Artist: Prototype Paradise
Location: East and Southeast Asia
Year of Completion: 2015
Researcher: Peng-Chu Hsiung, Ai-Ming Lo
Travelling Around Taipei with Garbage Trunks connects clean squads, neighborhood, and passers-by, offering trash-dumping residents and cleaners some more interesting joint memories. The activities were divided into two types: street performance and BusStory. The former responded to particular landscape and human ambience, organizing three routes for different street performances. In Sanchong District, New Taipei, garbage and recycle trunks were transformed into merrymaking festooned carnival floats. In Daan District, Taipei, nondescript daily objects and discarded trash were transformed into beautiful, lightweight dolls matching the role of cleaners as “urban magician” who eliminates dirtiness to keep the city clean. In Songshan District, Taipei, four garbage-collecting experimental theaters were planned along the garbage collection route, each for 5-10 minutes only, demonstrating artists’ delightful fantasy of trash-dumping time and affectionate observation towards their environment. BusStory, the latter, required participants to bring one piece of “trash that represents Taipei” on the ride to exchange for life stories with a tour guide played by a cleaner.

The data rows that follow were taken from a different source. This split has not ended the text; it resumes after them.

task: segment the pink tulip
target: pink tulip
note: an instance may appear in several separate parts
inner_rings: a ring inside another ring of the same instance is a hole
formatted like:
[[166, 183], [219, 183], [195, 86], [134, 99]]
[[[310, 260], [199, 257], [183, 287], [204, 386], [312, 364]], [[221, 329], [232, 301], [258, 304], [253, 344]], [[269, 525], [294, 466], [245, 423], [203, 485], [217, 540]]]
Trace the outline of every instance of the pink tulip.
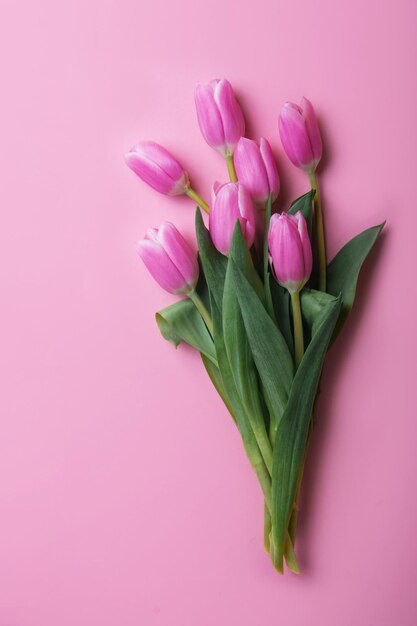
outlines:
[[313, 105], [307, 98], [301, 104], [286, 102], [278, 120], [281, 142], [294, 165], [309, 173], [315, 171], [322, 155], [320, 130]]
[[145, 183], [168, 196], [186, 192], [187, 172], [172, 154], [154, 141], [139, 141], [125, 155], [125, 161]]
[[234, 163], [239, 181], [249, 190], [253, 201], [265, 207], [269, 194], [272, 201], [279, 193], [279, 175], [268, 141], [261, 137], [259, 145], [242, 137], [236, 146]]
[[275, 213], [268, 234], [271, 265], [278, 282], [290, 293], [300, 291], [310, 278], [311, 243], [301, 211]]
[[227, 255], [237, 220], [248, 248], [255, 239], [255, 213], [249, 191], [240, 183], [214, 183], [210, 235], [217, 250]]
[[233, 154], [245, 132], [245, 120], [229, 81], [197, 85], [195, 105], [201, 133], [209, 146], [224, 157]]
[[174, 224], [164, 222], [159, 230], [150, 228], [139, 241], [138, 253], [149, 272], [163, 289], [189, 294], [197, 284], [197, 255]]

Travelling Around Taipei with Garbage Trunks, curated by Prototype Paradise, grasps the meeting moment of trash-dumping urban residents. Through a public art action plan involving artistic forms like performance, theater, installation, music, etc., the routine behavior of collecting and dumping garbage becomes an art campaign of interaction between residents and cleaners. The curatorial team translated life experiences, looked for a breach to change routine business, and connected people by artistic action. In BusStory, a part of the plan, cleaners played the role of a tour guide, who described their professional experiences to the audience or conducted a guided tour of garbage collection route, in order to represent urban scenes in someone else’s life.
On three weekends from Oct. 30 to Nov. 21, 2015, the executive team went with cleaners to collect garbage. Through artistic forms like performance, theater, installation, music, etc., they performed on the street and interacted with the public. Besides street performance, BusStory was created to let urban residents get to know Taipei from the personal perspectives of cleaners. The audience takes the BusStory on a tour and hears life stories and professional experiences of urban cleaning from a cleaner/tour guide, thus learning about the city from a new viewpoint.